Et c'est un travail d'inlassable Sisyphe :
«Je commence et décommence et
recommence toujours
Et ainsi sans cesse
Au sang à l'encre les yeux fermés les bras
tendus, j'avance»
(L'errante, p.74)

Sisyphe, Le Titien
(...)
Sous-jacente et rampante s'insinue l'interrogation glaciale du sujet le Qui ? a écrit mais quel geste mais quelle main mais quel cri quelle femme recourbée sur sa feuille déposant mots brûlants des blessures des folies envies
(Quarantaine, p.15)
Mais qui écrit au juste ces fragments qui alternent le "je" et le "elle" - et parfois la deuxième personne de l'adresse ?
«Laquelle aujourd'hui qui je serais qui est là ?»
«Une lettre sur deux c'est elle qui appuie si doucement sur les lettres ses muscles tétanisés moi hypnotisée je la laisse appuyer comme elle veut».
Piégée par la «nasse des émotions», par des expériences qui ne sont pas les siennes mais la sidèrent, Perrine Le Querrec se projette dans l'autre, devient l'autre et lui donne voix. Elle «traîne sur le trottoir, rejoint les femmes seules dans la nuit seules dans la vie seules sur le trottoir qui est leur maison leur matelas leur heure venue»...

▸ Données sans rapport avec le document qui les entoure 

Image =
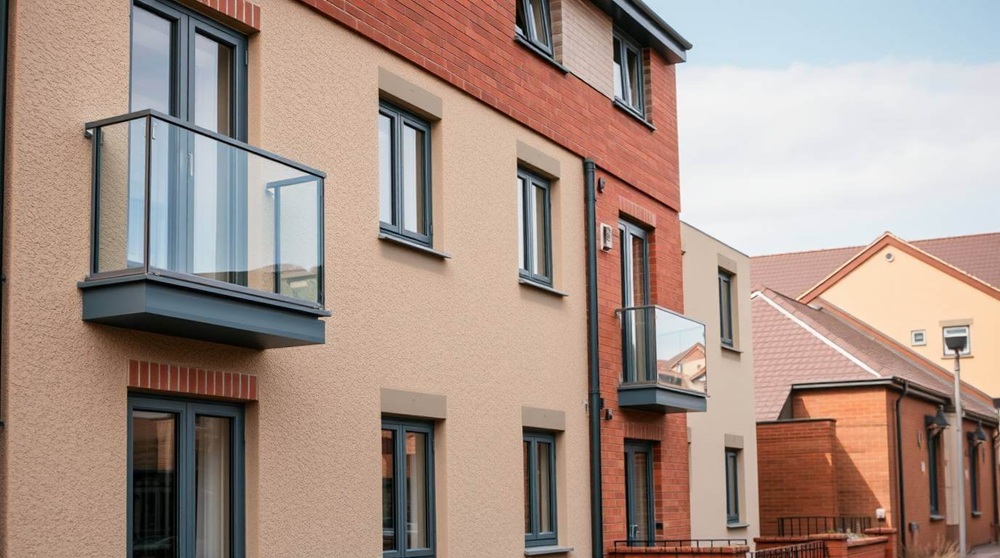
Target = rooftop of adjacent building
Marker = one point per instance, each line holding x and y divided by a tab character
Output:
798	345
794	273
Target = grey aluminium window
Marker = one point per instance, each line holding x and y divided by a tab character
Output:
404	174
974	476
539	489
932	472
186	494
732	486
726	308
534	24
535	227
408	525
628	74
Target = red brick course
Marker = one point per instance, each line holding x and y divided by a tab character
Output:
471	46
171	378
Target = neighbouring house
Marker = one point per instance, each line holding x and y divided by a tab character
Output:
915	292
853	425
723	440
304	278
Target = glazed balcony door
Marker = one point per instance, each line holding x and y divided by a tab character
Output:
194	70
639	500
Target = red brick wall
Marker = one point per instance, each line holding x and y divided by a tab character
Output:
795	471
471	46
864	440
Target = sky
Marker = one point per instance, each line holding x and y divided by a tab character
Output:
821	123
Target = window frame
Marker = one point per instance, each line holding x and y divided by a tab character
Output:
187	411
400	427
399	119
537	537
528	181
974	500
726	311
932	474
732	485
968	341
625	44
547	48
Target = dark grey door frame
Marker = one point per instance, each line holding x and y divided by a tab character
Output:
632	493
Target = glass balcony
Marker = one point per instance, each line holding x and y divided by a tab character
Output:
665	369
199	235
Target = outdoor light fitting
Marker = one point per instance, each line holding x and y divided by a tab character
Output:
936	423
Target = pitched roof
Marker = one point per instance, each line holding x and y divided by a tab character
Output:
796	344
794	273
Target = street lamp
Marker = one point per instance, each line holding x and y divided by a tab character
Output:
957	340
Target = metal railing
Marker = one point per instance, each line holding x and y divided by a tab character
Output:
814	549
178	200
817	525
681	545
663	347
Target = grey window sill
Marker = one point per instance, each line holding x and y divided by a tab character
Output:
540	53
633	113
387	237
541	287
545	550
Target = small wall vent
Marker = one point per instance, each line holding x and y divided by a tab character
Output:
607	237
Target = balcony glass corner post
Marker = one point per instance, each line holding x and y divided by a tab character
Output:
148	194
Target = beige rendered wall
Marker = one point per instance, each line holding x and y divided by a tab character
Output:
462	328
729	420
906	294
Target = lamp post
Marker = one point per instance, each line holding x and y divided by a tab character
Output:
957	342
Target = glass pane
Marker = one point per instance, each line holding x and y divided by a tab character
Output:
121	196
642	490
618	68
541	233
540	22
223	213
527	487
414	189
544	488
213	85
521	209
416	491
212	486
634	78
639	295
388	490
152	68
154	485
520	24
385	169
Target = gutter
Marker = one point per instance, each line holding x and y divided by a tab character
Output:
902	527
594	402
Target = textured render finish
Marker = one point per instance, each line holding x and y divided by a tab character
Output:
587	47
462	328
729	422
907	294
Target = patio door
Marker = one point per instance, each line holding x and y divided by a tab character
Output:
637	324
192	69
639	499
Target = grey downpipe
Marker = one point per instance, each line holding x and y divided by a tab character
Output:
593	365
900	489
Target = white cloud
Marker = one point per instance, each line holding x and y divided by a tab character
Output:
810	157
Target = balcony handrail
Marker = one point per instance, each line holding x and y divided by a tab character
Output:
147	113
620	311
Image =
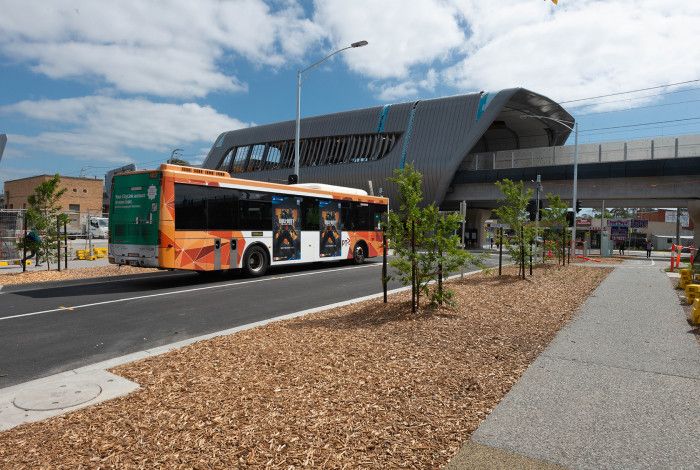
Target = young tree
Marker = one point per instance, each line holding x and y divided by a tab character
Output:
42	216
553	217
424	241
513	211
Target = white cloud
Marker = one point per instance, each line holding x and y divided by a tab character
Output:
408	88
401	35
105	129
165	48
578	49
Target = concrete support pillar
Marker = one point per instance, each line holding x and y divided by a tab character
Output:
694	214
476	218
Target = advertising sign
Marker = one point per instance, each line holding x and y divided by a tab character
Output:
286	242
134	209
619	232
110	174
670	217
330	229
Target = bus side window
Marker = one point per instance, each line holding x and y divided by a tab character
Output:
378	215
360	216
255	211
310	214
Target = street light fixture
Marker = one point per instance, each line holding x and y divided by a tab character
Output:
173	154
572	126
298	123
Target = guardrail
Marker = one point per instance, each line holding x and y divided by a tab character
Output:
644	149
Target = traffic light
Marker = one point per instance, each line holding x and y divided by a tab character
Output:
570	218
531	209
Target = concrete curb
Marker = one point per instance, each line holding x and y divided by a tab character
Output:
114	386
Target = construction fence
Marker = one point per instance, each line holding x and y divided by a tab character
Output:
81	228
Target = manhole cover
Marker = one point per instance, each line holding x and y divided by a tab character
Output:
57	397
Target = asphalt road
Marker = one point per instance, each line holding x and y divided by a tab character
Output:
50	329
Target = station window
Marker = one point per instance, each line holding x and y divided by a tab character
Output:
240	160
315	151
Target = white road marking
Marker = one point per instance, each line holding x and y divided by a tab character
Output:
194	289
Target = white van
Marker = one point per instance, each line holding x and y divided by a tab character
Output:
99	227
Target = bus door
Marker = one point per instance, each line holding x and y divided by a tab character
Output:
331	229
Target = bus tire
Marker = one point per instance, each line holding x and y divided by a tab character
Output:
359	254
255	261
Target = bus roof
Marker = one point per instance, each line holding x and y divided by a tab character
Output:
315	189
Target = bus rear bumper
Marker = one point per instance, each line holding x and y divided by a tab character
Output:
145	256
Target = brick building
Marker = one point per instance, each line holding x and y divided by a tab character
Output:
82	194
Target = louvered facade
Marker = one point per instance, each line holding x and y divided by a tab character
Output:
353	148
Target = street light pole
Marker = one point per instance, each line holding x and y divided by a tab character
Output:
174	154
572	126
297	131
573	201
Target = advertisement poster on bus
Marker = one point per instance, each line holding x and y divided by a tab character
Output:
330	229
286	242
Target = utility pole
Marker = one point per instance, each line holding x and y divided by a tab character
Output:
538	189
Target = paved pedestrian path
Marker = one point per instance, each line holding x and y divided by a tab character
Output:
619	387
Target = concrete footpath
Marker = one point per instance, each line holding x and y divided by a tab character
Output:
619	387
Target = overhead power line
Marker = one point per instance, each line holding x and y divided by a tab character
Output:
631	91
639	124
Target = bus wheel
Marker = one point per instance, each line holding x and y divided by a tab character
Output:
358	255
255	261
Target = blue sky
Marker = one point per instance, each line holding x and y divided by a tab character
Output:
88	86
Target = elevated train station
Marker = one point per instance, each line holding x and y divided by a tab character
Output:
463	144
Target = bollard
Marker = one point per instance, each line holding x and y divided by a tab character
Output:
685	279
673	249
694	314
692	292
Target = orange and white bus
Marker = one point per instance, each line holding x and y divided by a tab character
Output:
188	218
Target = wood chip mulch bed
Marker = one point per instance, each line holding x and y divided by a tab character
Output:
38	276
363	386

«L'écriture n'attend pas le froid pour parler / des femmes chaque nuit elle pense à vous.»
Assise solitaire à sa table de travail «en face d'elle de moi», elle refuse d'oublier tous ces marginaux, ces fragiles, ces fracassés de la vie, et ses mots «procèdent à des évasions», fuyant la violence et la misère du monde.
Elle essaie ainsi sans cesse de «redresser de ramasser tout ce qui tombe tous ceux toutes celles (...)», cherchant à escalader «la paroi la plus haute de la page», poussée par le besoin de les mettre à l'abri. De leur offrir une consolation.
Une poétique empathique et politique.
Vers Valparaiso, Perrine Le Querrec, Editions Les Carnets du Dessert de Lune, février 2020, 102 p.